ANOTHER BAND OF BROTHERS

At a certain “tipping point” in the mid-20th century, passing for straight became one lie too many. A generation before the Stonewall riots, a generation after Henry Gerber started the first gay rights organization in roaring ‘20s Chicago, and over two generations after Oscar Wilde paid a terrible price for a libel suit, Harry Hay and his emigre lover Rudy Gernreich founded the Mattachine Society. Reputedly the first self-sustaining LGBT rights organization in America, it took its arcane name from all-male medieval tricksters who would spoof social mores in their topsy-turvy “feasts of fools.”

The Temperamentals, Jon Marans’ 2012 depiction of the homosexual group’s rise and fall, takes its name from a not-so-pleasant term for “queers.” For better or worse, that allusion to fanciful flightiness fits what we see and feel as a Chicago premiere by About Face Theatre puts us present at the creation and dutifully celebrates this seminal “origins tale”: At its flamboyant finest Mattachine was essentially a prolonged demonstration against discrimination.

Married for 11 years and with two kids, Kyle Hatley’s agonizingly idiosyncratic Harry Hay is a volatile combination of “pinko” crusader and closet case even as he issues a 1948 “manifesto” that was as much a declaration of independence as its precedent 172 years before. Hay was a complex outsider, equally driven by the Kinsey Report on human sexual variations to proclaim his non-conformity and threatened by “Red Scare” blacklists to disastrously deny his membership in the Communist Party.

Gernreich was an ambitious Hollywood costume designer (working for director Vincent Minnelli, another secret-sharer), an expatriate Viennese Jew whose entire family was murdered during the Holocaust: Mincingly mannered, Lane Anthony Flores’s rainbow-colored Rudy is a snooty little cutie, seemingly too delicate for Hay’s brand of outspoken activism. Fueled by dynamic differences, their anguished affair was, however concealed, as colorful as the Eisenhower Era of “grey flannel suits” and “organization men” could endure. Hays endearingly calls his charmer a “cameo,” an invaluable ornament carved in light relief.

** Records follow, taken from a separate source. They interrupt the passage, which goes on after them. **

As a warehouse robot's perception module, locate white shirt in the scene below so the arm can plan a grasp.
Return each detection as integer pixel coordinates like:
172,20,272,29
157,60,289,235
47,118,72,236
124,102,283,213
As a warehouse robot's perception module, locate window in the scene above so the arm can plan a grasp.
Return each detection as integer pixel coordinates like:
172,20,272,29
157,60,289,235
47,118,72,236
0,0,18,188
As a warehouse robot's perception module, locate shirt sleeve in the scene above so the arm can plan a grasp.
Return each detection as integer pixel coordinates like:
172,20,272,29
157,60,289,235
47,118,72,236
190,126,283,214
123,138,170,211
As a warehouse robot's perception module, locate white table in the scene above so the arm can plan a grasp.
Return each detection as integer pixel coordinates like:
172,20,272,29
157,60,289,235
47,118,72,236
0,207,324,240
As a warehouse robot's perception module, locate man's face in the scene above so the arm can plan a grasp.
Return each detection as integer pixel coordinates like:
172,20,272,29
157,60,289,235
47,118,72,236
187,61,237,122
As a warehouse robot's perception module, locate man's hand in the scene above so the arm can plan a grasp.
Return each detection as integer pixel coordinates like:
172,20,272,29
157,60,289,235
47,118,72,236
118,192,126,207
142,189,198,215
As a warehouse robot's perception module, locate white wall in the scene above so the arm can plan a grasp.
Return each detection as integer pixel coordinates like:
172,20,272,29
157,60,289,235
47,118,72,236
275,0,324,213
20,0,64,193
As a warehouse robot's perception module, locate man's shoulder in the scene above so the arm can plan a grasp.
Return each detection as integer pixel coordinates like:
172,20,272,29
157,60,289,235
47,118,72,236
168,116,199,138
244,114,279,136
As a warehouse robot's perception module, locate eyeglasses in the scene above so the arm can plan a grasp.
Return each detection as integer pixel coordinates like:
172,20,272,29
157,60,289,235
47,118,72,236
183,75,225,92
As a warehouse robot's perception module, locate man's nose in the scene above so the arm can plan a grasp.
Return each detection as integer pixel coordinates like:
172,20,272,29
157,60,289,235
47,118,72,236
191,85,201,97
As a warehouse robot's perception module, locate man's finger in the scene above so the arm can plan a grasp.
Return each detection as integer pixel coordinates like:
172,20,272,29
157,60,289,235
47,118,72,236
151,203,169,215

Joining these founding homophile fathers was another “yin and yang”-like couple—Chuck Rowland (Rob Lindley) and Bob Hull (Alex Weisman). These early allies exercised a conservative check on Hay’s agitprop proclivities. That restraint seems alternately admirable or imponderable, given “gangster methods by the police” that included identifying suspects in reports of minority arrests as “N.H.I.” (as in “no humans involved”).

Rounding out these minority-rights freedom fighters is blue-collar lug Dale Jennings (Paul Fagen): Arrested by the police in 1952 for vagrancy and lewdness, this unassuming hero will become the organization’s seminal test case in a California court: Repudiating the usual defensive denial of homosexuality, he successfully asserts his innocence by exposing the cops’ biases and bigotry.

Enemies apart, the Mattachine Society made its road rocky, requiring unanimous votes (like Occupy Wall Street) and erupting in a friendly-fire debate over whether they should call themselves what they were–a “sexual minority”–and if they should stand out or “fit in.” In a strange second-act dream sequence (a problematic, if not misogynistic, drag turn), Hays imagines the women in his life giving him tough love and survival wisdom. (Interestingly or worse, lesbians play no part in the play’s closed world.)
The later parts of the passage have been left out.